Zip Raises Full-Year Profit Forecast, Stock Soars 18%

Summary: Australian “Buy Now, Pay Later” (BNPL) company Zip Co Ltd has reported a strong financial performance, with EBITDA for Q1 FY2025 surging 219.4% year-on-year to AUD 46 million. The company has also raised its full-year profit guidance, driving an 18% jump in its share price. The U.S. market emerged as the key growth engine, with both revenue and transaction volume showing significant gains, demonstrating that the BNPL model remains attractive even in a high interest rate environment. Zip’s financials continue to strengthen, and the announcement of a stock buyback program reflects management’s confidence. Despite policy uncertainties, Zip’s diversified strategy and mature profitability model show its resilience. Investors may view Zip as a representative of the BNPL sector entering a “profit validation stage,” with long-term value potential.

In a time of heightened global market volatility, Australian BNPL fintech firm Zip Co Ltd (ASX: ZIP) has delivered a surprisingly strong earnings report. According to the company’s latest financial results released today, Zip posted an EBITDA of AUD 46 million for the quarter ended March 31, 2025 — a 219.4% increase year-on-year, reaching a record high. Boosted by this news, the company’s share price surged over 18% intraday, making it one of the top performers on the ASX benchmark index.

This result not only injects renewed energy into the lagging tech sector but also signals to investors that BNPL’s flexibility and cross-market scalability remain viable and profitable, even in an inflationary and interest rate–uncertain environment.

 U.S. Market as the “Growth Engine”

Zip’s strong momentum is largely driven by the outstanding performance of its U.S. subsidiary. In this quarter alone, its U.S. operations generated USD 108.5 million in revenue, marking a 44.1% year-on-year increase. Total Transaction Volume (TTV) also rose by 40.2% year-on-year to USD 1.5 billion.

This highlights the continued resilience of the BNPL model in the U.S., where consumers face rising interest rates and inflation.
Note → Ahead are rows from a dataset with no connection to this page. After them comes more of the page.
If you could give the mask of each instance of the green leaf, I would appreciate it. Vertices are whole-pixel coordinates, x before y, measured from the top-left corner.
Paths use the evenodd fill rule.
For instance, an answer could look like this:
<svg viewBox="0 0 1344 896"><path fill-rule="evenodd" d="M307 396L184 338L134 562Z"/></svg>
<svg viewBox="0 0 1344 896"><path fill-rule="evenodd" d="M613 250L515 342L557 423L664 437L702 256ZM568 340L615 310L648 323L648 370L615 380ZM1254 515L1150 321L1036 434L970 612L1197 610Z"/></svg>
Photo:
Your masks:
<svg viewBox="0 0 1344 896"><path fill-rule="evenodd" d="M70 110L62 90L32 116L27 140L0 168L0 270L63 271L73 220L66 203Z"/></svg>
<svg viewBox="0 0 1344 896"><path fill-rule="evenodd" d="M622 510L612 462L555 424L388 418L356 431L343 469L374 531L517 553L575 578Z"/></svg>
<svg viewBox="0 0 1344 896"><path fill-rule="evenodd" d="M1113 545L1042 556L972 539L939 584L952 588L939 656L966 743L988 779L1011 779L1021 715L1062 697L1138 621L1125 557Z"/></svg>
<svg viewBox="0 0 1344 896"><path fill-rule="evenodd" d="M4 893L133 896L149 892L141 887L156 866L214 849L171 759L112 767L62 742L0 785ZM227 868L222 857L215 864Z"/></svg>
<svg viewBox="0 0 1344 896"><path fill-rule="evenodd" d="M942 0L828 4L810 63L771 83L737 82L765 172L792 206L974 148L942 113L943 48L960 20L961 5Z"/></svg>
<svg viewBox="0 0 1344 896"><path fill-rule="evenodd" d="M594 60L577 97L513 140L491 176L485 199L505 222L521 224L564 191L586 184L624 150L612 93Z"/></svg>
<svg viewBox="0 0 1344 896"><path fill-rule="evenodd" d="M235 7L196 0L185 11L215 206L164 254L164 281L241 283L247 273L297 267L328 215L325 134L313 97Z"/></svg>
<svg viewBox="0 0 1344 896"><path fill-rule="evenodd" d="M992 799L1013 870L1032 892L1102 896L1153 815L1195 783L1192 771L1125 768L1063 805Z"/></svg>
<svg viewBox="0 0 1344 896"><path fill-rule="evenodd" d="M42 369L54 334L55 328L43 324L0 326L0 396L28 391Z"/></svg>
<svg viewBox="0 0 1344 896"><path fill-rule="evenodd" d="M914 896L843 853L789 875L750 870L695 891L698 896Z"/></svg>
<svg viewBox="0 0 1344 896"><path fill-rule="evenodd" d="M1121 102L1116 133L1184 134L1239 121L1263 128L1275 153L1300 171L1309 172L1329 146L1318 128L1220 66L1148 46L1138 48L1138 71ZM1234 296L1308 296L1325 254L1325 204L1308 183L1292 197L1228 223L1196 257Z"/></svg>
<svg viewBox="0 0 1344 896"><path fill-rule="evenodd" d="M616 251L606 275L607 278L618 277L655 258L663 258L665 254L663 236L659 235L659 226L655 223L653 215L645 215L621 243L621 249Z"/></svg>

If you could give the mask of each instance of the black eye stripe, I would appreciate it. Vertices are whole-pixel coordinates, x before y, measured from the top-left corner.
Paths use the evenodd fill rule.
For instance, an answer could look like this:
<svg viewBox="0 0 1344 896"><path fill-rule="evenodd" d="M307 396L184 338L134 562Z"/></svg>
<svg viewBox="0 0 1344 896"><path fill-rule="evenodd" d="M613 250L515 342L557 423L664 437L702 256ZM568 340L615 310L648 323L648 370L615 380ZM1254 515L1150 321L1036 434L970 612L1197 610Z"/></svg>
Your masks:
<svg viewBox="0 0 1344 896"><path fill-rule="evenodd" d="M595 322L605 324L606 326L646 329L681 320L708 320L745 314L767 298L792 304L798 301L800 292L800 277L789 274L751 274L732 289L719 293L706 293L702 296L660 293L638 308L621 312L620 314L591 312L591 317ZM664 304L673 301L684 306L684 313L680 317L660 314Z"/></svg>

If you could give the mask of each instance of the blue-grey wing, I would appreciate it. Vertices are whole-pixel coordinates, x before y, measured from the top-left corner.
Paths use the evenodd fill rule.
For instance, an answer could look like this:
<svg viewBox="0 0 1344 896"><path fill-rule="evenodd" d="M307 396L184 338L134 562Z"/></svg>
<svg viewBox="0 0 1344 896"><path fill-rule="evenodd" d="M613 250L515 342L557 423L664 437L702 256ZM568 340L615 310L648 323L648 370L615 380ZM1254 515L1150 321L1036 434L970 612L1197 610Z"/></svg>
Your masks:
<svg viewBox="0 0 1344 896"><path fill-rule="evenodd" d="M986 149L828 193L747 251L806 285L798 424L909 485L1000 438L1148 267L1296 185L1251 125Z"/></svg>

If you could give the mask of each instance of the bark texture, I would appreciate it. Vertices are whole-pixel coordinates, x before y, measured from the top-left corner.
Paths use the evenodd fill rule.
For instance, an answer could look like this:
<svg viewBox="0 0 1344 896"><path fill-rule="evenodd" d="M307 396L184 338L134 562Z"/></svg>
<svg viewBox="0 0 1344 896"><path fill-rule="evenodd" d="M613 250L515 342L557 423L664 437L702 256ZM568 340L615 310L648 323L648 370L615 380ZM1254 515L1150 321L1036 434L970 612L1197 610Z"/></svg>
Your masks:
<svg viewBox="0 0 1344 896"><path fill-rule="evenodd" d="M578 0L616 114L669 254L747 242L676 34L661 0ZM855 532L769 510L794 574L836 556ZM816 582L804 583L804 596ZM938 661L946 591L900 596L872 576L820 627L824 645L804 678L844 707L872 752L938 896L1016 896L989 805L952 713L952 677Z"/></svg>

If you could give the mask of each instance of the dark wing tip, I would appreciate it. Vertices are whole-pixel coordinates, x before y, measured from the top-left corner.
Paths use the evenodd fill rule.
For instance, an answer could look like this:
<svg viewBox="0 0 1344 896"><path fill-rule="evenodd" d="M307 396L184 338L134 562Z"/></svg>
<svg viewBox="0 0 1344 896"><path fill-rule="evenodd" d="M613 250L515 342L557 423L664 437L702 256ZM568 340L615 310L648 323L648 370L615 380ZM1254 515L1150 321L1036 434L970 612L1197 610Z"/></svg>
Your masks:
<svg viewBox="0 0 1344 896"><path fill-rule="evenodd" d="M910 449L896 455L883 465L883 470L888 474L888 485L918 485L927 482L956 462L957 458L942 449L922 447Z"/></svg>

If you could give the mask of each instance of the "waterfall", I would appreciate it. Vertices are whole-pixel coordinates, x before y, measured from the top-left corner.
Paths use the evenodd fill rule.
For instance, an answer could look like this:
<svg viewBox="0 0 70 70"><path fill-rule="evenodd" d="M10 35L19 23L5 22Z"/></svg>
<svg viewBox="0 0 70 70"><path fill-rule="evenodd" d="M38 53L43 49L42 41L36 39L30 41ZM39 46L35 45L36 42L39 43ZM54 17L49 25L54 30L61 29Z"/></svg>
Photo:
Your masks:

The shift away from traditional credit products toward more transparent, interest-free payment options is becoming increasingly appealing. This trend lends broader confidence to the BNPL industry, especially during times of economic pressure.

 A More Mature Profit Model and Improved Financials

At a group level, Zip’s total revenue grew by 26.5% year-on-year to AUD 278.9 million, showing that the business is no longer reliant on “burning cash for growth” like a startup. The company also raised its FY2025 EBITDA forecast from AUD 147 million to at least AUD 153 million.

Worth noting is Zip’s recently announced AUD 30 million stock buyback plan — a rare move in the tech sector, reflecting the management team’s confidence in future cash flow and shareholder returns.

UBS analysts commented that, considering Zip’s current growth trajectory, “the revised forecast still appears conservative,” indicating room for further upside.

 Policy Risks Remain, But Zip Shows Signs of Resilience

However, investors should remain mindful of macro and geopolitical uncertainties. As UBS warned, “following the Trump administration’s announcement of new tariffs in early April, Zip faces notable uncertainty in Q4.” Such policy changes could impact cross-border operations, consumer spending, and cost structures — especially for high-growth models like BNPL.

Nevertheless, Zip’s diversified market presence (notably its dual engines in Australia and the U.S.), steady user growth, and increasingly profitable model suggest it is well-positioned to withstand these pressures.

• Investor Takeaways: A Strategic Window in BNPL’s “Shakeout Phase”

Investor Takeaways: A Strategic Window in BNPL’s “Shakeout Phase”

Over the past few years, the BNPL industry has shifted from “cash-burning expansion” to “realized profitability.” While larger players like Affirm and Afterpay (now a subsidiary of Block) may be nearing growth plateaus, more grounded and regionally focused companies like Zip are gaining investor attention during the industry’s reshuffle.

 Business Recommendations:

• Value investors should closely monitor Zip’s penetration in North America and customer retention behavior, as key indicators of sustainable growth;

• Short-term traders may take advantage of earnings-driven momentum, but should remain cautious of policy-related volatility;

• Long-term strategic investors could consider Zip a representative of the BNPL industry’s “second-wave dividend phase,” and use its transformation journey as a benchmark to evaluate other similar firms.

 Conclusion: Zip’s Breakout Results Reflect a New Chapter for the BNPL Industry

Zip’s explosive quarterly performance and market response symbolize the BNPL sector’s entry into a new phase of profit validation. Amid high interest rates, policy shifts, and growing competition, only players with scale efficiency, robust risk control, and international reach are likely to rise above the noise. For investors, it’s no longer just about chasing short-term price swings — the key is to evaluate who can truly turn the idea of “flexible spending” into a solid and sustainable business model.